Against the Wind: Part 2

Well, there have been a few developments since the last time I wrote about my new “favorite” hobby, running. When we last met, I was trying to get into running and I enrolled in a beginners’ running study at the U of C for motivation. The first thing is that I went through my baseline testing for the study. The session took about two and a half hours, and involved me standing on one foot while wearing sensor balls in front of bright lamps like some sort of CGI yoga star. (That’s not actually a thing, don’t Google it). I had to run about 10 feet, landing my foot in the same spot on the ground in the middle 20 times, which is actually more difficult than it sounds. I have a hard time controlling my speed, limbs, etc. She took measurements of my strength with a machine and then assigned me to a group. The Stretching Group. Sigh. I hate these stretches. Well, just the dynamic stretches. And hate is a strong word. But I hate them. I’m supposed to do them 5 times a week and run at least twice a week for 8 weeks. Which leads me to another development: I fell off the running wagon and signed up for a 5k in May (Because logic).

I’m not going to go into the myriad excuses (sick baby, teething baby, vacation) I have for not really holding up my end of the bargain on the running and stretches—there really isn’t anything justified in it, I could have done it, didn’t anyway. I tried to get back on the wagon and I overdid it. And my thighs and feet were not impressed. Google searches for “best running shoes for bunions” and “how to avoid blisters when running” aside, I was feeling pretty good. As long as I didn’t have to run uphill, I was making good progress. I mean, for me it was good progress.  I ran an entire mile straight, and that was the longest I think I’ve ever run without stopping to walk. I don’t know why running for twenty minutes is so difficult when I can do an hour-long spin class (albeit, emerging from the class a sweaty, red-faced mess) without stopping, but it is. All cardio is not the same. And that is what I will keep telling myself until I am in passable running shape.

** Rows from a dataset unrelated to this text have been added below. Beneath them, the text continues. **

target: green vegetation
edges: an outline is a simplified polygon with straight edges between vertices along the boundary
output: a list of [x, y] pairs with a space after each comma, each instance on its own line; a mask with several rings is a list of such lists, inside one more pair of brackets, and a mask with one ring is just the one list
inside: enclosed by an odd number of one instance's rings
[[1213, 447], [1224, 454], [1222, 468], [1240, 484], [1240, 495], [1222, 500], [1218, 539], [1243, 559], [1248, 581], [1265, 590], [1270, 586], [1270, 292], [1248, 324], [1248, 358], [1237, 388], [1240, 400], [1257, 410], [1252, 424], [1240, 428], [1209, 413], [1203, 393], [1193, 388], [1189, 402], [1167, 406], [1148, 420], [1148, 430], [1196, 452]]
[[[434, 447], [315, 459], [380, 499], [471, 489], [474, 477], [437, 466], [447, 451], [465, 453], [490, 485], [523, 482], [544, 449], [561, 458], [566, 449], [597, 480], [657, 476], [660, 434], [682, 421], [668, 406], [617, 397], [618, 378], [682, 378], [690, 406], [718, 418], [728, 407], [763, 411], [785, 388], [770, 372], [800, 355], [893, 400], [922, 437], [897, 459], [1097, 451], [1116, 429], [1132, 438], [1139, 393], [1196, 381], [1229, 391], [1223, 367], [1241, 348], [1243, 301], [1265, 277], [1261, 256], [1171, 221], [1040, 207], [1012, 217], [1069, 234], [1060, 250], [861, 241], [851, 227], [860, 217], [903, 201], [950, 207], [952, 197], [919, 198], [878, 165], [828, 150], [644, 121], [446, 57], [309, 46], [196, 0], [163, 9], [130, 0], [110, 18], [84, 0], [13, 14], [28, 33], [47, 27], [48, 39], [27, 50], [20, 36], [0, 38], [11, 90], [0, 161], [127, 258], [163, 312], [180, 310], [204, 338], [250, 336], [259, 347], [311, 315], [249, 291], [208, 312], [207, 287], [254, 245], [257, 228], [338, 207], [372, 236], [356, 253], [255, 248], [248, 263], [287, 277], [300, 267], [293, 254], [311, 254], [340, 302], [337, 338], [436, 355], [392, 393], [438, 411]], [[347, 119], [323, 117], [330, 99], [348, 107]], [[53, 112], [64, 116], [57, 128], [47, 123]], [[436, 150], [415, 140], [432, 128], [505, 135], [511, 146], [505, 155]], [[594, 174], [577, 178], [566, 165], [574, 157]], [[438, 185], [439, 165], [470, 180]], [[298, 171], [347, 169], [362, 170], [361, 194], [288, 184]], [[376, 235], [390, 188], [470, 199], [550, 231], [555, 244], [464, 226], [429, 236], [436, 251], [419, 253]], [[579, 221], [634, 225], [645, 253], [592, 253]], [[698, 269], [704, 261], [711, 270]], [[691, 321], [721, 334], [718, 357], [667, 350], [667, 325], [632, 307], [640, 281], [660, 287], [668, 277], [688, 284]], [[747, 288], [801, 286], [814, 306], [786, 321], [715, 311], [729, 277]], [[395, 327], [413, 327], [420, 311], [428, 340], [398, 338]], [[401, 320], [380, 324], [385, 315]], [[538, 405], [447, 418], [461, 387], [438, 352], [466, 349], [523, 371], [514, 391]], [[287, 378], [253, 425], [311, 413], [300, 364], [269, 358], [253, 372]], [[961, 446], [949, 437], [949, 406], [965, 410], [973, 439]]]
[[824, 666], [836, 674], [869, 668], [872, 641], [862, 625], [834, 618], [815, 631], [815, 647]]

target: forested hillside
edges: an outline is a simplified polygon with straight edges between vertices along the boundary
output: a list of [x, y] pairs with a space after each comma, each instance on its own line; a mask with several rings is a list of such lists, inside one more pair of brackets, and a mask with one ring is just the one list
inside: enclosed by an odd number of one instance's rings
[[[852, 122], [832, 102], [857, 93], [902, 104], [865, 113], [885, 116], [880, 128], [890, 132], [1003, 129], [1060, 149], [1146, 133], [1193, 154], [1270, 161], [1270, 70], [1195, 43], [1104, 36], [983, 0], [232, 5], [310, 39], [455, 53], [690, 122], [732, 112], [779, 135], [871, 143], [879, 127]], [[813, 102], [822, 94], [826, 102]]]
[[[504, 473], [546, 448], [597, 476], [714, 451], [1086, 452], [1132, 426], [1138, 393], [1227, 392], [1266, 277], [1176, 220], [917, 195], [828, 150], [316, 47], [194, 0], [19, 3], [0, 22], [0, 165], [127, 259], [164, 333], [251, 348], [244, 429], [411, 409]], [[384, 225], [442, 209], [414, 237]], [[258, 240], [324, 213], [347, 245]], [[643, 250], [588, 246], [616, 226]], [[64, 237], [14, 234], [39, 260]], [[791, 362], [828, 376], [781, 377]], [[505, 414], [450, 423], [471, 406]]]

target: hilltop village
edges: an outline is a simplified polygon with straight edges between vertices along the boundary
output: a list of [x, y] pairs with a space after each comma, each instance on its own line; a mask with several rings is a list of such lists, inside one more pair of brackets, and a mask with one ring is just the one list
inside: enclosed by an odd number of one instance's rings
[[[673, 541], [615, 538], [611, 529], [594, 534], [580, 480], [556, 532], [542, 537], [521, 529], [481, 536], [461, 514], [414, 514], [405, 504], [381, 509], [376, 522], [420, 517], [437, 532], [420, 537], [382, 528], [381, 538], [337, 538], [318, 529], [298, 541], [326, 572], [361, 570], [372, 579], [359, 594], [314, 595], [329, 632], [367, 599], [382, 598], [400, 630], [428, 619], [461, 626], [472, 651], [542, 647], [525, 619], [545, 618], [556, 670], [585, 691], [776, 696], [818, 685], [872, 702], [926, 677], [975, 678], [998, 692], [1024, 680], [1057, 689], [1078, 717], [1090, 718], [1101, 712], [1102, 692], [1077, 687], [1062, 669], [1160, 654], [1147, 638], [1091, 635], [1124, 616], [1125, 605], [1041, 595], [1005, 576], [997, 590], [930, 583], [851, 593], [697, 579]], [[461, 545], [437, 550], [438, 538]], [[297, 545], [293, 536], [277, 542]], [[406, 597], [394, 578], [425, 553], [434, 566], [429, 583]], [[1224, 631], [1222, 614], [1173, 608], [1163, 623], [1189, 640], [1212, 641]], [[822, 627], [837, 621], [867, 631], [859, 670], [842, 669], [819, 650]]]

Unfortunately, my right ankle is not happy with my progress. Apparently all that advice to take it slowly was not just bluster. And just like that, I’m benched. It became sore after overdoing it, and I searched Dr. Google for what to do. All of the advice seemed pretty reasonable: take it easy, elevate the foot, ice, NSAIDs. So, of course, I didn’t do it. I stopped running and figured that would be enough to fix the problem because I guess I believe in magic. Not so surprisingly, it did not improve on its own because I’m not Wolverine. It actually wasn’t until I had to ice my cat’s hip post-surgery (yes, cat hip surgery: a surefire way to turn your low maintenance pet into a full time job. But he’s doing well so I’m not complaining) that I started to ice my ankle afterwards. And guess what—it helped. A lot. So I revisited all that unheeded advice and started heeding. Big improvement! It is still a little swollen, so I’m not back running yet, but I’m actually looking forward to getting back out there. I’m not one of those runners with a utility belt full of coconut waters or anything, but I am getting into it.

Running articles on the Internet recommend possibly getting new shoes and a friend of mine recommended joining a running group so someone can tell me what I am doing wrong. The trouble with joining a running group is that the whole reason I wanted to get into running is because it’s something I can do on my own, at any time. Kind of defeats the purpose, but I clearly need some kind of help. I have ignored a lot of advice so far and I think I’ve paid the price, so I should probably learn from my mistakes. I’m not saying that I will learn from them, but I should. Probably. So that’s the next chapter after my ankle heals: a shoe fitting and a running, and hopefully I’ll be back on track to run this 5k! And if you never hear from me again, it’s probably because I ran away figuratively because I can’t run literally.